The Court Officials are on strike again today: a one-day suspension announced by the Court Officials Union and the first day of another four months of the typical but also creative Court Officials Union strikes.
“It will be a combination of traditional one-day strikes, which will not coincide throughout the country, which will be supplemented by strikes of courts, cores, districts or municipalities, depending on the size of the courts,” which will begin. at this hour, the first check is scheduled in this court, which ends at 12:00 or 17:00, depending on whether they start in the morning or in the afternoon, António Marsal Luce explained.
The president of the Union of Judicial Officers (SFJ) said that strikes were called, but the workers would like “not to take place until the Department of Justice actually begins to respond in a concrete and thorough manner” to “reasonable and fair, as everyone recognizes.”

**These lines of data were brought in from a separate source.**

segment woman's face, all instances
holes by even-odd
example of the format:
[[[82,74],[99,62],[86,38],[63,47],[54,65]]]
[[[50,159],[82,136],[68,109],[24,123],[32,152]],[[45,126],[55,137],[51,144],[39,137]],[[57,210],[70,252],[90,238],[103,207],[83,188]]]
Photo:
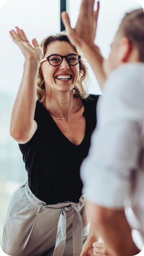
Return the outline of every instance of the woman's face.
[[[47,46],[44,58],[52,54],[66,56],[71,53],[77,54],[73,47],[67,42],[56,41]],[[70,66],[64,58],[62,63],[58,66],[54,66],[46,60],[41,64],[41,68],[44,81],[45,90],[56,90],[57,91],[68,92],[73,90],[78,80],[79,64]],[[67,75],[70,79],[67,80],[60,79]]]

The SFJ’s demands, which have already led to a traditional strike during the day last Friday to mark the reopening of the courts after the court recess, continue to call for an immediate opening of competition for access to all positions and categories. which are vacant, and the inclusion of a procedural surcharge for collection at maturity, also retroactive to January 2021 and payable after 14 months, as the union recalls, was provided for in two state budgets.

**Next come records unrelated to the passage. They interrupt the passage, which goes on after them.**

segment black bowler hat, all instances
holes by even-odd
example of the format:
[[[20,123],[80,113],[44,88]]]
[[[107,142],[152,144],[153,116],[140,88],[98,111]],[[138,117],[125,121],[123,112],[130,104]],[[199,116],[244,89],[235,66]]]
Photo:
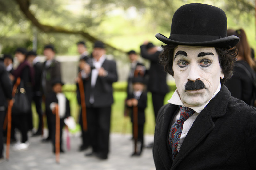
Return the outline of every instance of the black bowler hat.
[[[15,52],[17,53],[17,52],[21,53],[24,55],[26,55],[27,53],[27,52],[26,49],[24,48],[22,48],[21,47],[18,48],[17,49],[16,49]]]
[[[235,36],[227,36],[227,17],[216,7],[193,3],[180,7],[172,18],[169,38],[158,33],[167,44],[233,47],[239,42]]]
[[[64,83],[61,81],[61,80],[59,78],[57,78],[53,80],[51,82],[51,85],[52,87],[53,87],[54,85],[57,83],[60,83],[62,85],[64,85]]]
[[[46,45],[44,46],[44,50],[45,50],[46,49],[49,49],[52,50],[52,51],[54,52],[55,52],[55,49],[54,49],[54,46],[52,44],[48,44],[47,45]]]
[[[11,54],[4,54],[4,57],[3,58],[3,60],[4,60],[5,58],[9,58],[12,60],[12,62],[13,62],[13,57]]]
[[[100,48],[105,49],[105,45],[102,42],[97,41],[94,43],[94,48]]]
[[[77,44],[77,45],[79,45],[79,44],[82,44],[85,47],[86,47],[86,45],[85,45],[85,42],[83,41],[78,42]]]
[[[36,56],[37,55],[37,54],[36,54],[36,53],[35,51],[30,51],[28,52],[28,53],[27,53],[26,56],[27,57],[29,55],[34,55]]]
[[[135,51],[134,50],[131,50],[127,54],[128,54],[128,55],[130,55],[130,54],[137,54],[137,53],[136,53],[136,52],[135,52]]]
[[[152,42],[149,42],[146,45],[146,49],[148,50],[155,47],[155,46]]]

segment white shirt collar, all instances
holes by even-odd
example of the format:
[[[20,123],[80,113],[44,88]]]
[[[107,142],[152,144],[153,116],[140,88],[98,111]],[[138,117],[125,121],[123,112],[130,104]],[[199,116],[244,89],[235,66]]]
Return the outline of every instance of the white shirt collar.
[[[100,58],[98,61],[97,61],[95,58],[93,58],[92,63],[96,68],[100,68],[101,67],[106,59],[106,55],[103,55]]]
[[[215,92],[213,96],[212,96],[212,98],[211,98],[210,100],[202,105],[195,107],[190,107],[189,108],[193,109],[196,112],[200,113],[201,112],[201,111],[204,110],[204,108],[205,106],[206,106],[209,102],[210,102],[211,100],[215,97],[215,96],[219,92],[220,90],[220,88],[221,87],[221,85],[220,82],[218,85],[218,87],[217,88],[217,90],[216,90],[216,91]],[[178,94],[178,93],[177,92],[177,91],[176,89],[174,92],[174,93],[173,95],[172,95],[172,97],[168,100],[168,102],[172,104],[176,105],[180,105],[182,106],[183,107],[184,107],[184,104],[183,104],[182,102],[181,101],[181,100],[180,100],[180,96],[179,94]]]
[[[40,62],[40,59],[39,58],[39,57],[36,57],[33,60],[32,63],[33,63],[33,64],[35,65],[38,62]]]

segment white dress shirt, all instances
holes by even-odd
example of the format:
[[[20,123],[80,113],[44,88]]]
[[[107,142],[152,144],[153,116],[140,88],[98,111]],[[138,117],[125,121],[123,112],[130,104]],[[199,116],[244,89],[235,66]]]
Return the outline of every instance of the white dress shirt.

As part of collective bargaining, the SFJ wants a review of career-worthy professional status, as well as a special pension regime and a multi-year competition to fill vacancies.

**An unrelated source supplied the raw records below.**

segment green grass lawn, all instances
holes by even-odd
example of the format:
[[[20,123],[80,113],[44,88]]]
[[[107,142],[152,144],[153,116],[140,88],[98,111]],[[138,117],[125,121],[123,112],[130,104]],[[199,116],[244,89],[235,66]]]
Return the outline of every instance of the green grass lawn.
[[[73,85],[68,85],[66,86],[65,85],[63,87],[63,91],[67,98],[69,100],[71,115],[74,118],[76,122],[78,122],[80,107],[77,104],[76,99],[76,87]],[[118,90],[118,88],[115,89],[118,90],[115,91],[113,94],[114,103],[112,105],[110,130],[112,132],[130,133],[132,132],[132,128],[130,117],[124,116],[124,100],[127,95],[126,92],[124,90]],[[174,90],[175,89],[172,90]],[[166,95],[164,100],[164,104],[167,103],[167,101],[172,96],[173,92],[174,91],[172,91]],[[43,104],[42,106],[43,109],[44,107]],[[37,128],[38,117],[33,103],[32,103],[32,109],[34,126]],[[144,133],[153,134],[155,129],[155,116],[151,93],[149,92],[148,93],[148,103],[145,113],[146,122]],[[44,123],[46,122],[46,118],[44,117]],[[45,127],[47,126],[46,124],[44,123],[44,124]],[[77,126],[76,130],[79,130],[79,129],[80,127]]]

The Union of Bailiffs called last week a nationwide strike this Monday for just one day, but acknowledged that it would exacerbate the fight “if the government continues to show government arrogance.”
In a communiqué issued at the time, the union recalled that it had been on strike since early January this year and criticized the Justice Minister’s “deafening silence” and “inaction” on the “fair demands” of the judiciary. to officials, including the inclusion in the term of the procedural recovery of an additional payment with retroactive effect until January 2021, and payment after 14 months; opening of promotions and new places; and a special pension regime for these professionals.
In successive strikes since the beginning of the year, the unions of the judiciary have placed on Justice Minister Catarina Sarmento e Castro and on the government the burden of ending the strikes, which the minister admitted on the sidelines of the Chamber of Commerce to the Congress of the Union of Portuguese Judges (ASJP) in Funchal in March ” destroys justice.”
Unions estimate that many thousands of steps have already been delayed due to stoppages, numbering over 100,000 according to SFJ estimates, but when all actions such as quotes, notices, and others are taken into account, they could exceed five million steps to complete.
“Due to the continuation of the protest and mainly due to the lack of commitment on the part of the Ministry of Justice to strengthen human resources, the situation will worsen and the restoration of this lost time will take about two years,” António Marsal stressed in a statement to Luce. , last week.
The Minister of Justice attributed the resolution of the union grievances to the new professional statutes and on Friday promised “in the next few days” to reveal the government’s project to revise the statutes, to which the SFJ responded by willingness to stop fighting when concrete proposals become known, and not before what he called “Just another advertisement.”